Scientists have discovered a previously unknown species of shark-toothed predatory dinosaur that would have been the T. rex of its day.
It belongs to the family of dinosaurs known as carcharodontosaurs, best known for their shark teeth. Called Ulughbegsaurus uzbekistanensis, it was at least seven meters long, weighed more than a ton and would have roamed Central Asia some 90 million years ago.
The jaw fossil is believed to have been unearthed in the 1980s and found at the State Geological Museum in Tashkent, Uzbekistan, but its significance was not recognized until 2019, said Darla Zelenitsky, associate professor of dinosaur paleobiology at the University of Calgary in Canada.
Researchers from Canada, Japan, and Uzbekistan named the new genus and species Ulughbegsaurus (oo-LOOG-bek-SAW-rus) uzbekistanensis, after 15th-century mathematician and astronomer Ulugh Beg.
“Over 90 million years ago, the apex predators of Asian and North American ecosystems were often large species of carcharodontosaurs known as shark-toothed dinosaurs, which were later replaced by large species of T-like tyrannosaurs. rex, somewhere around 80 to 90 million years,” Zelenitsky said in a statement.
“Both groups of dinosaurs were meat eaters, had sharp teeth, and walked on two legs, although tyrannosaurs were generally stronger.”
How tyrannosaurs evolved to replace carcharodontosaurs at the top of the food chain in these regions remains unclear.
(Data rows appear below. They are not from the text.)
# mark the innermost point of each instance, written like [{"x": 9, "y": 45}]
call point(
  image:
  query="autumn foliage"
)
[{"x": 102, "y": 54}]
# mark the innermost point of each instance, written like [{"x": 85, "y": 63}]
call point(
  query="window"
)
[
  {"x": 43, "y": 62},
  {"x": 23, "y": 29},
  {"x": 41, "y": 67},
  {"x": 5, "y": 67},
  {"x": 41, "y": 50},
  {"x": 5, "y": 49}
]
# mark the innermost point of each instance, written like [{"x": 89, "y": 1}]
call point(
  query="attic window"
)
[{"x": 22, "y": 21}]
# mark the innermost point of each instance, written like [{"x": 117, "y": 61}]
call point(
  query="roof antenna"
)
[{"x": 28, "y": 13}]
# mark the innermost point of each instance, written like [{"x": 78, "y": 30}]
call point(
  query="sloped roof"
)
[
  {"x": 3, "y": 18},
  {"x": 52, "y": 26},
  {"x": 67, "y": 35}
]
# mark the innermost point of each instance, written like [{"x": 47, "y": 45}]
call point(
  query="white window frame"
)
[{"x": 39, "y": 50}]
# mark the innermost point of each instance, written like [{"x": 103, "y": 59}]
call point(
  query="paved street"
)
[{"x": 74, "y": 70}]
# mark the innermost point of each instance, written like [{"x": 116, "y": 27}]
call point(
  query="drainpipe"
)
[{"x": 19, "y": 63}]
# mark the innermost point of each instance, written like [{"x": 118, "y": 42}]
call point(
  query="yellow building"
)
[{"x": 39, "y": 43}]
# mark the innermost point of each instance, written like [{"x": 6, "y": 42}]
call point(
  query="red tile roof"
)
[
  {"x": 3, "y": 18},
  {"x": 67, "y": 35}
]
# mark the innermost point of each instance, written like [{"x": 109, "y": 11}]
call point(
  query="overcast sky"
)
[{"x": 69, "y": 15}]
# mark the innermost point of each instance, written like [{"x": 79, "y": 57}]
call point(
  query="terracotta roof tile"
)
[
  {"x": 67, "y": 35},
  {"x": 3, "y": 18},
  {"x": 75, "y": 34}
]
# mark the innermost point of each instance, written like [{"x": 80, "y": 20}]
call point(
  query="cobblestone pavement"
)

Apex predators are generally fewer in number than animals that prey, which could explain why their fossil remains are harder to find in some ancient ecosystems, Zelenitsky explained.
Zelenitzky said Ulughbegsaurus would have shared the ecosystem with a small species of tyrannosaurus called Timurlengia.
“All the evidence suggests that species of Carcharodontosaurs were outpacing or keeping down species of tyrannosaurs in ecosystems in Asia and probably North America, just before their extinction, about 90 million years ago,” Zelenitsky said.
The extinction of carcharodontosaurs allowed tyrannosaur species to assume the role of vertex predator in Asia and North America from 80 million to 90 million years ago. They persisted in large forms like T. rex, until a large asteroid hit Earth about 66 million years ago, dooming most dinosaurs to extinction.
The research was published in the Royal Society Open Science magazine on Tuesday.